Abstract
An extensive literature exists on the nature of the reactions that occur when air comes in contact with crude oil during in-situ combustion (ISC); however the effect of reservoir heterogeneity on the ISC process has not been experimentally addressed in prior studies. This paper presents the results of recent experimental efforts to shed more light on ISC. We probe the effect of pressure, temperature, injection flow-rate, and matrix properties on the combustion of a Middle-Eastern 19.7° API oil in a tight-formation sand. The experimental perspective includes both oil oxidation kinetics and combustion-front dynamics in a 1-m long combustion tube. Most importantly, geological effects on the ISC process are investigated by incorporating various degrees of porous medium heterogeneity in the combustion tube runs.

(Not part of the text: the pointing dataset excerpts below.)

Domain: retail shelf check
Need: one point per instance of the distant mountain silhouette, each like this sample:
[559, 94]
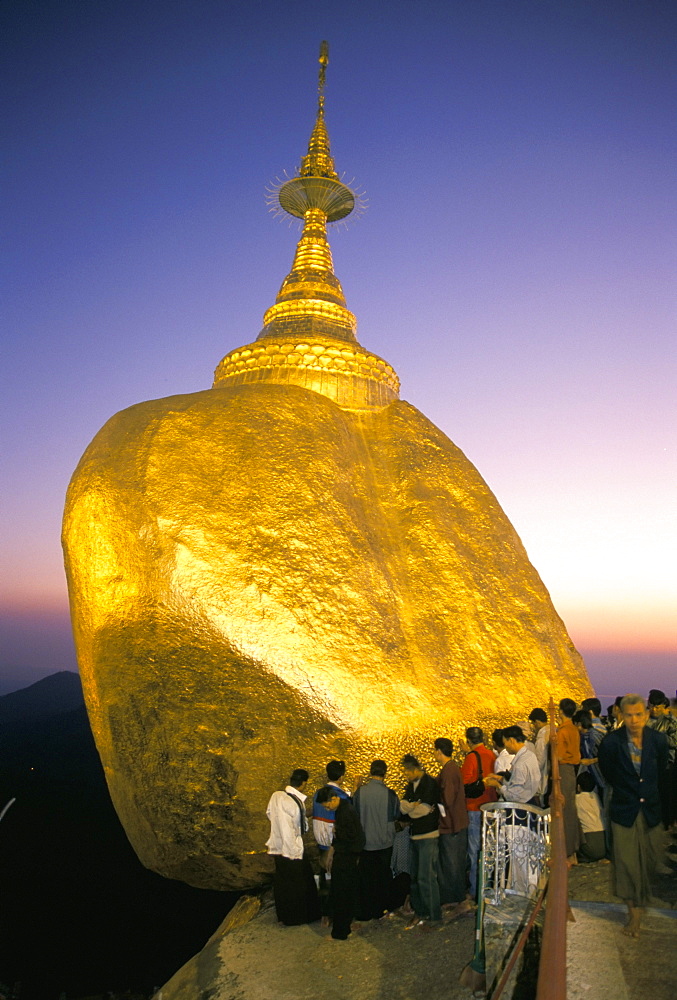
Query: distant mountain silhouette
[60, 692]
[79, 914]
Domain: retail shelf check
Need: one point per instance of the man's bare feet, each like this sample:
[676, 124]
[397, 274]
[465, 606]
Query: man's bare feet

From the experimental data, pre and post burn CT scans of the combustion tube, and postmortem analyses, we deduce the effect of both small and large-scale heterogeneities on the spatial and temporal propagation of the combustion front.
Specifically, kinetic runs show typical ISC behavior consistent with oxidation and good reactivity of the oil-rock system. It was observed that the supply pressure, injection flow-rate, the reservoir matrix and a metallic additive significantly affected the performance of this particular system. Better combustion resulted from greater oxygen partial pressures and by using the reservoir rock as compared to an artificial sand-clay mix. The combustion tube runs indicate that the process of in-situ combustion can be successfully implemented in a reservoir with small-scale heterogeneities (a few inches) and may be challenged by much larger scales (feet).